Examples & use cases

BERT, RoBERTa, ELECTRA. Classification, named entity recognition, sentiment analysis, semantic similarity, extractive question answering.

Decoder-Only

Processes tokens left-to-right with causal masking, generating one token at a time.

Architecture

Stack of transformer blocks with causal (masked) self-attention. Each token can only attend to itself and preceding tokens. Pre-trained with a next-token prediction objective. At inference, generates autoregressively: predict the next token, append it to the sequence, and repeat. The dominant architecture for modern LLMs.

Examples & use cases

GPT family, LLaMA, Mistral, Claude. Text generation, chat, code generation, reasoning, general-purpose language modelling.

Encoder-Decoder

Separate encoder processes the full input bidirectionally; decoder generates output autoregressively while cross-attending to the encoder's representations.

Architecture

Encoder stack with bidirectional self-attention reads the input. Decoder stack uses causal self-attention plus cross-attention layers that attend to encoder outputs. Cross-attention allows the decoder to selectively focus on relevant parts of the input at each generation step. The original transformer architecture from "Attention Is All You Need".

Examples & use cases

T5, BART, mBART, Flan-T5. Machine translation, summarisation, question answering with long inputs, sequence-to-sequence tasks.

model_training

Fine-Tuning Approaches

Instruction Fine-Tuning

Trains the model to follow natural language instructions by learning from instruction and answer pairs.

How it works

Start with a pre-trained base model. Train on a labelled dataset where each example pairs an instruction (or prompt) with the expected response. The model learns to generalise instruction-following behaviour, not just memorise specific answers. Often followed by alignment techniques (RLHF, DPO) to further refine behaviour.

Dataset format

Each example is an instruction-response pair. The instruction describes a task in natural language ("Summarise this article", "Translate to French", "Write a function that..."). The response is the expected output. Datasets may include multi-turn conversations. Examples: FLAN, Dolly, Alpaca, OpenAssistant.

When to use

Turning a base model into an assistant. Enabling zero-shot generalisation to new tasks. Building chat-capable models. When you need the model to follow diverse instructions it has never seen before.

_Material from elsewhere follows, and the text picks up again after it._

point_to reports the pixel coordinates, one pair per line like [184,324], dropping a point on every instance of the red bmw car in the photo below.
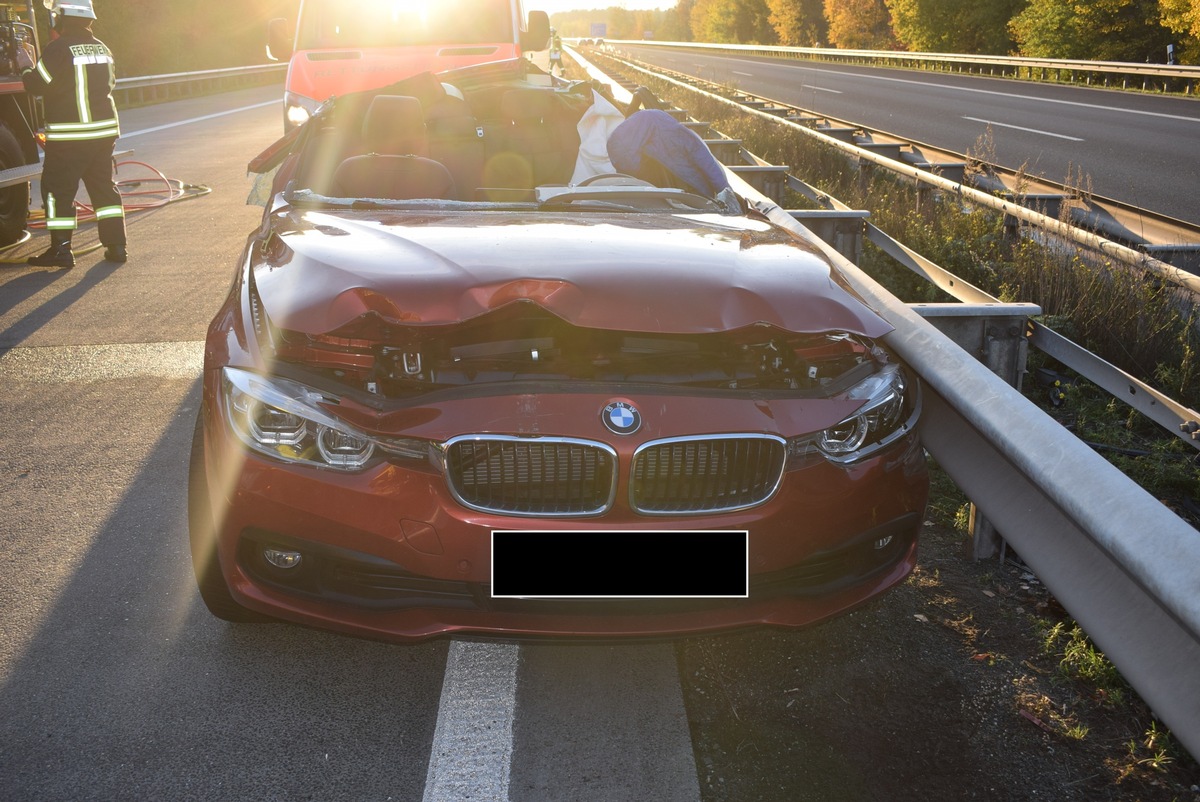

Classification Fine-Tuning

Adapts a pre-trained model to predict discrete class labels for input texts.

How it works

Add a classification head (typically a linear layer) on top of the model's output representations. Train on a labelled dataset of texts paired with class labels. For encoder models, use the [CLS] token or pooled output. For decoder models, use the final token's representation. The classification head maps the representation to the number of classes. Cross-entropy loss drives training.

Dataset format

Each example pairs an input text with a class label. Binary classification: spam/not-spam, positive/negative. Multi-class: topic categories, intent detection, language identification. Multi-label: multiple tags per text. Examples: SST-2 (sentiment), AG News (topic), MNLI (natural language inference).

When to use

Sentiment analysis, content moderation, intent classification, document categorisation, any task requiring discrete label prediction from text input.